The two halves of the board support look very similar, but are different. In order to be able to put the board support together, you have to have one of each part. They were worried they might accidentally mix up the two parts, so they had the clever idea of marking an ejector pin on one of them with a '0' and the other with an '8'.
Vacuum Mold Factory
The third factory we visited was the vacuum mold factory. They weren't producing our vacuum trays just then, but I got to see the process:
In the back of this machine is a long roll of sheet plastic. As it's drawn through the machine, the plastic sheet is first heated, then pulled out over a mold and sucked down as the mold is pushed up. Then water jets spray over the hot plastic to cool it before the mold is pulled out from underneath and eventually the formed plastic is chopped off. Here you can see the vacuum forming the plastic:
The next step is to cut out the individual sections. In whatever-the-thing-is-they're-making-in-the-video-above, there are 6 that need to be cut from each sheet of formed plastic.They use a big die cutter to cut them out one by one:
Even though they weren't making the vacuum trays for Turing Tumble that day (they'll be one of the last things produced because they'll take up so much space), I did get to see the molds.

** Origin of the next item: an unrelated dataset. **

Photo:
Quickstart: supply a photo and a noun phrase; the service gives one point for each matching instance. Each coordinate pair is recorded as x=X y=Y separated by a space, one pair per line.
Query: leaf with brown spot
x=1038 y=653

The assembly factory is the last step of the production process. It's where they gather all of the parts from the various factories, make the boxes, put parts in little bags, load the boxes with vacuum trays and bags of parts, close them up, shrink wrap them, and put them in cartons to ship out.
The tools in the assembly factory were generally pretty standard except this one. It's the tool that wraps chipboard boxes with paper. I've always wondered how they stretch paper over the outside of boxes without any tears, bubbles, or wrinkles. Well, here it is:
Aha! Now you get it, right? No? Well neither did I, so they slowed the machine down for me and ran it again. See if this helps. They ran a box through without the paper wrapping glued to the bottom so I could more easily see all the steps in the process:
NOW you get it, right? Of course you do. Easy peasy. :)
Production is moving along, skillfully coordinated by Christina, and things appear to be running on schedule. Alyssa and I are figuring out the final details of shipping to our fulfillment centers now. We're getting there! May fulfillment is still looking good.
Thank you all again for your support and encouraging words. We're really proud of how it's turned out and I think you're going to be pleasantly surprised at the quality of the final product.